Your Emotional Quotient (EQ)

Firstly, don’t confuse your Intelligence Quotient (IQ) with your Emotional Quotient (EQ).  The two are unconnected.  People with a high IQ often have a low EQ.  Your IQ rates your intelligence or cleverness and your EQ rates your emotional wisdom.

Regrettably the business boardrooms of the world are full of people with very high IQs and not so high EQs.  All of their businesses are critically dependent on their EQ to relate to their staff and their customers (people).  This is where their EQ can give them the edge, unlike their IQ which is determined substantially at birth.  EQ can be developed throughout their life.

Let’s look at take a look at what makes up your EQ.  According to the authors of Emotional Intelligence 2.0, Travis Bradberry & Jean Greaves, there are four distinct components through which to determine your EQ.  These are:

  • Self Awareness Strategies
  • Self Management Strategies
  • Social Awareness Strategies
  • Relationship Management Strategies.

Self Awareness is a deep-seated desire to know yourself intimately, and may often become a never-ending objective, such is the commitment to constantly review and get to know your ever-changing self.

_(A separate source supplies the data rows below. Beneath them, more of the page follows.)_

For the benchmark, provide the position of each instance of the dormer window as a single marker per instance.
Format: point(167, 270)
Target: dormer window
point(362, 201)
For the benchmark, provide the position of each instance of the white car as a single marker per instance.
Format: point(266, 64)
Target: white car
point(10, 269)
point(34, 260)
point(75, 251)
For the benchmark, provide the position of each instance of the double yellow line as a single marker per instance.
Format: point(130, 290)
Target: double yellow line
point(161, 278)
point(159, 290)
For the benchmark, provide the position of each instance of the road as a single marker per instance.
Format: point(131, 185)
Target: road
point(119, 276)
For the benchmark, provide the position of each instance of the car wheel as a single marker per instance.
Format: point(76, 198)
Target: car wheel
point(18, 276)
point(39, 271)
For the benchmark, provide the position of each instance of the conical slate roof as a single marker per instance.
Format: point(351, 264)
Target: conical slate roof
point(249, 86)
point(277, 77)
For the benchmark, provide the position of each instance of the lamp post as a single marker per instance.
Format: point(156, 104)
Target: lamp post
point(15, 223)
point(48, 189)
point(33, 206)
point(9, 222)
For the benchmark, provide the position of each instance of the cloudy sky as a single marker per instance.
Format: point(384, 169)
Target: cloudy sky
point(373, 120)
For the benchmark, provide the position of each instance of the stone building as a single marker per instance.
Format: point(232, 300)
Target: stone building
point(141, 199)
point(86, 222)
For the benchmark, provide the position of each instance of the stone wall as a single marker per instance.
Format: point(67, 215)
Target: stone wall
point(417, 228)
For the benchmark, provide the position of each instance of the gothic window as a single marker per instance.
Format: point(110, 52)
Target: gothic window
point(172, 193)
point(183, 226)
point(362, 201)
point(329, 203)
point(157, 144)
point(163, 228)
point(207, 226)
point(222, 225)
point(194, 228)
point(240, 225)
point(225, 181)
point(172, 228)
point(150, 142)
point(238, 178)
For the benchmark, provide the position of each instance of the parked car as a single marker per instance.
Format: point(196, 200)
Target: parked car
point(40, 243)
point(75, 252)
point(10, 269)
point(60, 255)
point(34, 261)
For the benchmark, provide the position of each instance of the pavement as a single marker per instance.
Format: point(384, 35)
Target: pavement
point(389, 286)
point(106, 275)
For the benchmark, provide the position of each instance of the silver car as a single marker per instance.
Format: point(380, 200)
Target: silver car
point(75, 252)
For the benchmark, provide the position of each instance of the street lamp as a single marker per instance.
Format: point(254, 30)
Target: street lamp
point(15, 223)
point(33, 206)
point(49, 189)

Self Management is a deep desire to continually use your awareness of your emotions to choose carefully and wisely, what to say and do, even when your emotions seem to want to take control of you.

Social Awareness is the deep seated ability to know how someone is feeling before they ever tell you about the issues which are impacting on them, regardless of if their issues are heartbreaking or pleasurable.

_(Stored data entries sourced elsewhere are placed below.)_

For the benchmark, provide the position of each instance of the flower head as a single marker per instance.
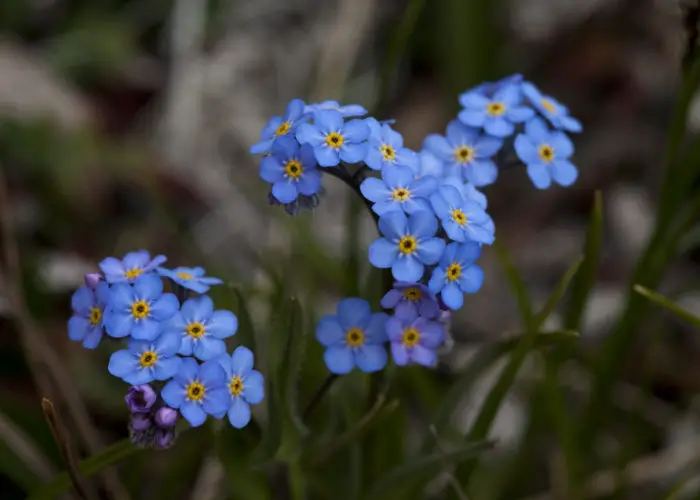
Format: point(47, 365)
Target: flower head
point(246, 386)
point(191, 278)
point(410, 299)
point(280, 126)
point(457, 274)
point(144, 361)
point(546, 154)
point(398, 190)
point(497, 114)
point(333, 139)
point(131, 267)
point(201, 328)
point(414, 339)
point(466, 153)
point(407, 246)
point(463, 220)
point(86, 324)
point(557, 114)
point(386, 147)
point(291, 169)
point(354, 336)
point(197, 390)
point(139, 309)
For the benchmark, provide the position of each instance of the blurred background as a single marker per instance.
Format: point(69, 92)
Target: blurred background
point(126, 124)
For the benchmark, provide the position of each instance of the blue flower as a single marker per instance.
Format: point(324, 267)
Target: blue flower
point(145, 361)
point(89, 305)
point(291, 170)
point(131, 267)
point(245, 386)
point(354, 336)
point(411, 299)
point(398, 190)
point(197, 390)
point(463, 220)
point(201, 328)
point(191, 278)
point(349, 111)
point(414, 339)
point(466, 153)
point(550, 108)
point(496, 114)
point(386, 147)
point(279, 126)
point(140, 309)
point(333, 140)
point(457, 274)
point(546, 154)
point(407, 246)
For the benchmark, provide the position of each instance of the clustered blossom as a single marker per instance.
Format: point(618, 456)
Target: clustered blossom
point(431, 215)
point(175, 357)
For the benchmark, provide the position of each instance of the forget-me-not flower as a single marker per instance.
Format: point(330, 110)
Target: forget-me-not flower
point(546, 154)
point(457, 274)
point(407, 246)
point(201, 328)
point(333, 139)
point(139, 309)
point(398, 190)
point(354, 336)
point(291, 169)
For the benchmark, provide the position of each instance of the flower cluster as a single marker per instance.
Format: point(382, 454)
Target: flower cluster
point(430, 213)
point(175, 358)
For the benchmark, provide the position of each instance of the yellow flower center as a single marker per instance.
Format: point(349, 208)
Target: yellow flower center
point(283, 129)
point(148, 359)
point(454, 271)
point(464, 154)
point(388, 152)
point(236, 386)
point(546, 153)
point(334, 140)
point(195, 391)
point(355, 337)
point(139, 309)
point(195, 330)
point(496, 108)
point(95, 316)
point(133, 273)
point(407, 245)
point(293, 169)
point(410, 337)
point(412, 294)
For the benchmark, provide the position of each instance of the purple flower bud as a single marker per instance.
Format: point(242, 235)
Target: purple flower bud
point(140, 398)
point(166, 417)
point(92, 280)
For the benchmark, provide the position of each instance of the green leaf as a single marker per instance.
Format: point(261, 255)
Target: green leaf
point(666, 303)
point(424, 467)
point(584, 280)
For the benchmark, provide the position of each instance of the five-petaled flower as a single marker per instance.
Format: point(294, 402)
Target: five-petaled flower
point(457, 274)
point(197, 391)
point(398, 190)
point(333, 139)
point(291, 169)
point(131, 267)
point(139, 309)
point(201, 328)
point(145, 361)
point(407, 246)
point(546, 154)
point(354, 336)
point(246, 386)
point(86, 324)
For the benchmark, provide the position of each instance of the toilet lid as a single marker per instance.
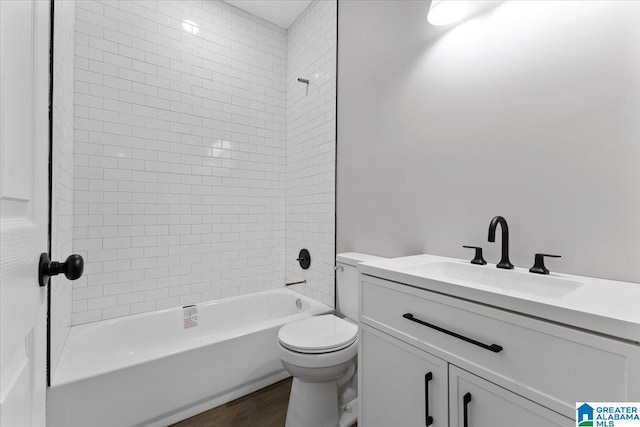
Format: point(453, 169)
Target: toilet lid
point(318, 334)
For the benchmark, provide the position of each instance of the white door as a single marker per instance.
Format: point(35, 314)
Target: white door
point(475, 402)
point(24, 199)
point(399, 385)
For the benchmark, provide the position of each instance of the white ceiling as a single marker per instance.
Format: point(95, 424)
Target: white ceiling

Relationship Management is the deep seated desire to endlessly work on your relationships with others in the knowledge that the original union (wedding) and the resultant honeymoon will need to be constantly reviewed and never taken for granted in order to ensure that the relationship will grow and be sustained over time.  People strong in this segment of EQ know that everyone’s needs must be in constant balance.

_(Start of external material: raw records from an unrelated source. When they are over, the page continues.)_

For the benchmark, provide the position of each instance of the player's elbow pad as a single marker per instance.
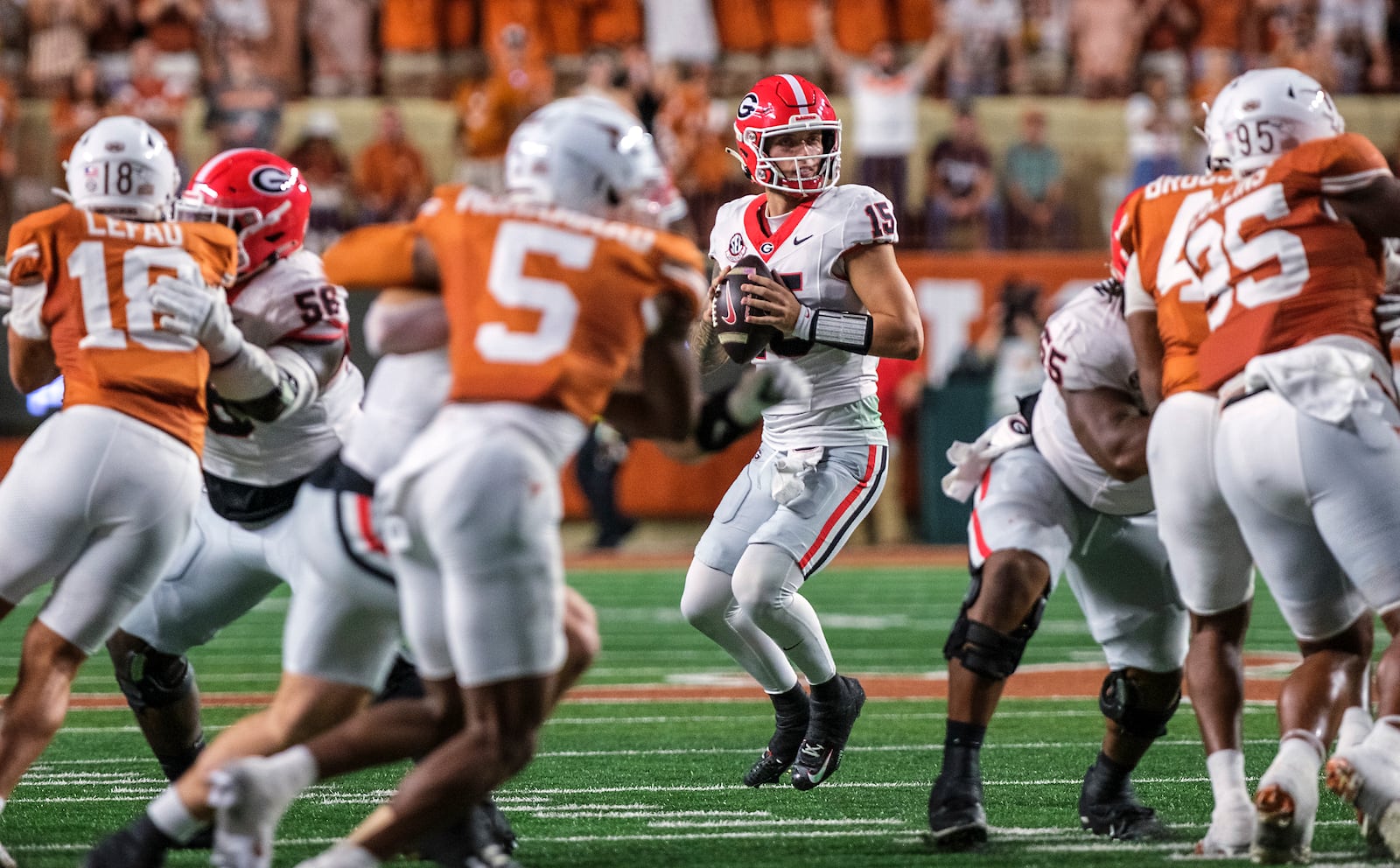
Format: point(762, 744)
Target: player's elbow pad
point(265, 385)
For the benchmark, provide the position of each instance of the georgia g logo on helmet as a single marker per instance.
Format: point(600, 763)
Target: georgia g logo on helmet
point(270, 179)
point(751, 105)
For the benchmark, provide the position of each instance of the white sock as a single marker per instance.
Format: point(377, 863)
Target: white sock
point(172, 816)
point(1385, 737)
point(296, 766)
point(1227, 770)
point(354, 856)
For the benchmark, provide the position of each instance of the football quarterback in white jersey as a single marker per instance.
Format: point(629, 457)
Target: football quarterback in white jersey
point(839, 301)
point(298, 398)
point(1064, 489)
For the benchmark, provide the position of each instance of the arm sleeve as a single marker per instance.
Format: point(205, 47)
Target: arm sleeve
point(373, 256)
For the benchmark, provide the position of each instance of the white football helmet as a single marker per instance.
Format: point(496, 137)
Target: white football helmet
point(122, 167)
point(1264, 114)
point(590, 154)
point(1217, 144)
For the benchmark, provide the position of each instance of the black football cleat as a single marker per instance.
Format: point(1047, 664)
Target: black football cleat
point(1116, 812)
point(777, 758)
point(956, 819)
point(821, 752)
point(140, 844)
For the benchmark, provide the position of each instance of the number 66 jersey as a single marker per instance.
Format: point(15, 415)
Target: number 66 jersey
point(98, 270)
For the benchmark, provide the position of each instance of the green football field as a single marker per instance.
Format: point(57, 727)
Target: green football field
point(657, 783)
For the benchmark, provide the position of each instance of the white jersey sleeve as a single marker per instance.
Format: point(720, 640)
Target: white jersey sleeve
point(1085, 346)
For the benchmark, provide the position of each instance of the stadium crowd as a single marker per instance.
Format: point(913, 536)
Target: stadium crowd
point(676, 63)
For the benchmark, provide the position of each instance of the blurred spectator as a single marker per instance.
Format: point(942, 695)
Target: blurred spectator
point(14, 39)
point(616, 23)
point(984, 38)
point(391, 177)
point(692, 144)
point(81, 105)
point(639, 77)
point(9, 116)
point(244, 107)
point(794, 44)
point(1155, 122)
point(410, 34)
point(342, 55)
point(1354, 34)
point(962, 191)
point(244, 21)
point(1036, 217)
point(900, 391)
point(153, 98)
point(681, 30)
point(1105, 37)
point(884, 116)
point(1169, 25)
point(174, 27)
point(326, 172)
point(597, 466)
point(1215, 49)
point(58, 44)
point(1045, 44)
point(1284, 32)
point(489, 111)
point(1008, 349)
point(111, 39)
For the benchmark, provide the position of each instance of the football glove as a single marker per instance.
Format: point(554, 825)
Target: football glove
point(198, 312)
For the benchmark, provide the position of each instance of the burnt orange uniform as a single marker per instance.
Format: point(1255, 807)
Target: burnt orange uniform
point(545, 307)
point(1278, 268)
point(1154, 231)
point(98, 272)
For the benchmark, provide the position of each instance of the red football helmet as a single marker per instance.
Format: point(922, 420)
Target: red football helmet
point(258, 195)
point(788, 104)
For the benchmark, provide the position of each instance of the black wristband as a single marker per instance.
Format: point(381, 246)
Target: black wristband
point(850, 332)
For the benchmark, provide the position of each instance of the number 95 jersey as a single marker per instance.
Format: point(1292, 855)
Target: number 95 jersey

Others who have written about EQ suggest that Motivation, Empathy and People Skills all play an important part in assessing, developing and creating a persons EQ.

If you are a sales professional and you already have to some extend all these EQ strategies, then the next stage in the process is to use them skilfully when dealing with others.  The Institutes 12 Immutable Laws of Relationship Based Selling clearly supports the Relationship Management and Social Awareness strategies of your EQ development process.

The continuous development of your Self Awareness and Self Management strategies of EQ have also been addressed within your sales career information and sales management information career books.

The other issues of Motivation, Empathy and People Skills can be also further explored throughout the ISI library and particular reference can be found about EQ and its pertinence to the sales profession within the document Emotional Intelligence.

If you’re a sales manager and you wish to include the subject of EQ assessment into your future recruiting interviews, you can access a document called Interview Questions to Assess Emotional Intelligence, in the ISI library which will be of great assistance.

You may also wish to expand your knowledge on Emotional Intelligence by reading Emotional Intelligence 2.0 by Travis Bradberry & Jean Greaves.

We wish you continued relationship success with all those around you by assessing and continuously developing your abundant and endless EQ capabilities.